As much of our recent content has focussed on data or analytics, it’s good to start with something for research leaders.

Each year, Greenbook in the USA, runs a survey to identify the most innovative research agencies/suppliers. From this, and their team of expert contributors, they identify the top innovators.

The first free resource I have to share, is a collation of success stories & lessons learnt from these firms. Greenbook asked each to contribute an example of how they deliver insights that work for their clients.

The result is an interesting & creative list of research projects for clients as diverse as Sky Team, Facebook & Shell Oil. Well worth a download & read to help spark your own ideas, with some innovative methods:

Fixing your problem of R programs being so slow

I mentioned, in the post I shared on the Julia programming language, that one reason for its existence was performance. Many analysts have told me their frustration with R programs taking so long to run. This is especially true with large data sets.

Now don’t get me wrong, R still has plenty of fans. Despite Python, possibly, now becoming the most used Data Science programming language, R has strengths. After all, it is a language designed from the start for use in statistics or data science. But can anything be done about its speed (or lack of)?

Well, as a present to Data Science leaders, I’m pleased to share this very useful blog post from Emily Robinson. On GitHub she shares a case study with plenty of worked examples. She directly addresses the issue of how to improve the performance of her R code.

I hope this saves you time:

Advice to help with SQL & Excel (yes they are still used)

Whenever I train analysts or data scientists, I am often surprised how many are still reliant on SQL & Excel. Media coverage may suggest that everyone has moved on to coding in R or visualising in Tableau, but I beg to differ.

Experience tells me that just as businesses struggle with large legacy systems, they also rely on legacy data & analytics tools. In fact, even those who are piloting use of R or Python, often still need to interface to SQL or Excel for data access.
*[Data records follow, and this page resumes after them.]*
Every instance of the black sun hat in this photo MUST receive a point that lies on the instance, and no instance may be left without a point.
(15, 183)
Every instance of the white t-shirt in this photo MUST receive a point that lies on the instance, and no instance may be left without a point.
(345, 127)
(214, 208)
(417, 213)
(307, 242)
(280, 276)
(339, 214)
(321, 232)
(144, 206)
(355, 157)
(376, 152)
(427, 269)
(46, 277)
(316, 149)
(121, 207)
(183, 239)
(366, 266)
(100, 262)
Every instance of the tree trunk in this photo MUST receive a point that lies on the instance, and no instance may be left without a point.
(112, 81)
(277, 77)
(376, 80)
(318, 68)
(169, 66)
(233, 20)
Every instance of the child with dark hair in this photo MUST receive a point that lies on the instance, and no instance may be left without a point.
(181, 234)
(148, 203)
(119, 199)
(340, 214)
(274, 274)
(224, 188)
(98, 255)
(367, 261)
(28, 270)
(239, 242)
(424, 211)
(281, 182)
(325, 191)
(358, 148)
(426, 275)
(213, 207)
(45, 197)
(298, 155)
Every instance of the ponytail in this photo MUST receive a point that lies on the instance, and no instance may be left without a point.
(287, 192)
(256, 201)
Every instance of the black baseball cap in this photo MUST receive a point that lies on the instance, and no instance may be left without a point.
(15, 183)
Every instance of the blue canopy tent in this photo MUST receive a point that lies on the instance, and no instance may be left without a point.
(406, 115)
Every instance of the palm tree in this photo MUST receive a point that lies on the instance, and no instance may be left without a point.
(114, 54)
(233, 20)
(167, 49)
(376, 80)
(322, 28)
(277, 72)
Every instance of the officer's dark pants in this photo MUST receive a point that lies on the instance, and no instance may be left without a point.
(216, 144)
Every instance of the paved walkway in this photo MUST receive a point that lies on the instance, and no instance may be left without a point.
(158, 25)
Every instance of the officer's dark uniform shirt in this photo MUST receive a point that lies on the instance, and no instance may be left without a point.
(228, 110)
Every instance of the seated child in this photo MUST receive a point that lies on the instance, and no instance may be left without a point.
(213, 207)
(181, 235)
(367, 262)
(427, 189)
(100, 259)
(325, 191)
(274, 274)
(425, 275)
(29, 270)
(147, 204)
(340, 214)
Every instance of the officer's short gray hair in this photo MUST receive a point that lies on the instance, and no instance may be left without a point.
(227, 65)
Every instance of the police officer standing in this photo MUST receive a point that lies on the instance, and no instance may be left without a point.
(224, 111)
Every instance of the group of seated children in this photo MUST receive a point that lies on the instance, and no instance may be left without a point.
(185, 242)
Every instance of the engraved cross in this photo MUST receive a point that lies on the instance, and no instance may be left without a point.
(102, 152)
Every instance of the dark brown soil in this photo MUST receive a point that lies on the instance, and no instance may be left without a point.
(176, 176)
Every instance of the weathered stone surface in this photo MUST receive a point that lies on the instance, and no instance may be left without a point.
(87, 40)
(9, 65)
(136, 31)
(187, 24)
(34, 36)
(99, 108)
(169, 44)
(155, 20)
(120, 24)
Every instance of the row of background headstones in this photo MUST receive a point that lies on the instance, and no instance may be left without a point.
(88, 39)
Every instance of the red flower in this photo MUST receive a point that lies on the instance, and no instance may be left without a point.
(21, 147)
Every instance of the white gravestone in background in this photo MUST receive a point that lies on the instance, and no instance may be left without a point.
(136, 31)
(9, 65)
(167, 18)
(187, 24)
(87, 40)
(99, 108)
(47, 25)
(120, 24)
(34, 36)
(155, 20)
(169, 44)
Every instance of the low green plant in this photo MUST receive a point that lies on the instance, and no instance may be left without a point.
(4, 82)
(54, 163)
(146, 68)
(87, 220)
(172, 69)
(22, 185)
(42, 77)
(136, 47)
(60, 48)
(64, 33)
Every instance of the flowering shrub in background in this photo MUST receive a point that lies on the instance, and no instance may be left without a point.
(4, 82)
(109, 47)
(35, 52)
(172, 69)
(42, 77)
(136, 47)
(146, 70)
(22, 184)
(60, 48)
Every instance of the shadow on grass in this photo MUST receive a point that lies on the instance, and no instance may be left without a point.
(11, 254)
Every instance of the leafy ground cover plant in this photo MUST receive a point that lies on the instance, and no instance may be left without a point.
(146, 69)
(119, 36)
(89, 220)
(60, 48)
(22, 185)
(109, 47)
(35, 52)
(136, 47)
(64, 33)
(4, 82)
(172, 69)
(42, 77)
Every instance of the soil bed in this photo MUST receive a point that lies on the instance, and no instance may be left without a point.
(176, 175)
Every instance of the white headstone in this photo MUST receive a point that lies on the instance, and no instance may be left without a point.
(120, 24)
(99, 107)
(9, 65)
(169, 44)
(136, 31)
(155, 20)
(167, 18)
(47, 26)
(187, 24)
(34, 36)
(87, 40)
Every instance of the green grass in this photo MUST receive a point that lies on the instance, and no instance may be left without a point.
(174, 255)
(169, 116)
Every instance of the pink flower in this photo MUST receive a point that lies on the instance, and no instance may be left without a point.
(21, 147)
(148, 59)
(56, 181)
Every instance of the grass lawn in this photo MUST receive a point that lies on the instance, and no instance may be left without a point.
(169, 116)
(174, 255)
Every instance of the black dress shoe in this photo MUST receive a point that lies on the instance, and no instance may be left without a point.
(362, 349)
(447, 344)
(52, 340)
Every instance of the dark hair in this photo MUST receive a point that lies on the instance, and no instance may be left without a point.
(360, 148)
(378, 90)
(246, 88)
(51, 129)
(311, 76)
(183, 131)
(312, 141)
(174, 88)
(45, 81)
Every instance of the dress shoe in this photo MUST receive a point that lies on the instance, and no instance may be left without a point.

So, are there any tips or advice for those still using such tools? What about newer data scientists? Those who never ‘cut their teeth‘ by stretching SQL & Excel to their limits. Well, I think I’ve found two resources to help both communities. Given this blog aims to be pragmatic & realistic, I am also pleased to give airtime to SQL & Excel. Both are still key skill-sets for many of today’s analysts.

First up, here is a short tutorial in use of SQL window functions. Alex Yeskov does a great job in providing simple steps & clear examples. Worth considering for simpler clearer SQL code:

Second, for those already familiar with coding in Python (and as recommended using Pandas module), here is how to access Excel. In this blog post, Harish Garg, does a great job of stepping you through coding access to Excel data sources:

Last but not least, Data Viz tool for multivariate mapping

Data Visualisation continues to be a popular topic for this blog, so let’s provide a present there too. Those who have attended my Data Visualisation training course, will know that I recommend two online tools there.

When deciding on colour combinations for use for categories, ColorBrewer can really help. When seeking inspiration for how to visualise tree or network data, TreeVis is a very helpful library.

So, I’m glad to complement these by recommending a blog post to help with your choice of maps. In this post, Jim Vallandingham, helpfully walks through some of the popular options and what you should consider. His focus is on presenting multivariate data on top of mapping geospatial data. Worth reading through & experimenting with those that are new to you:

I hope you were able to benefit from at least one of those free resources.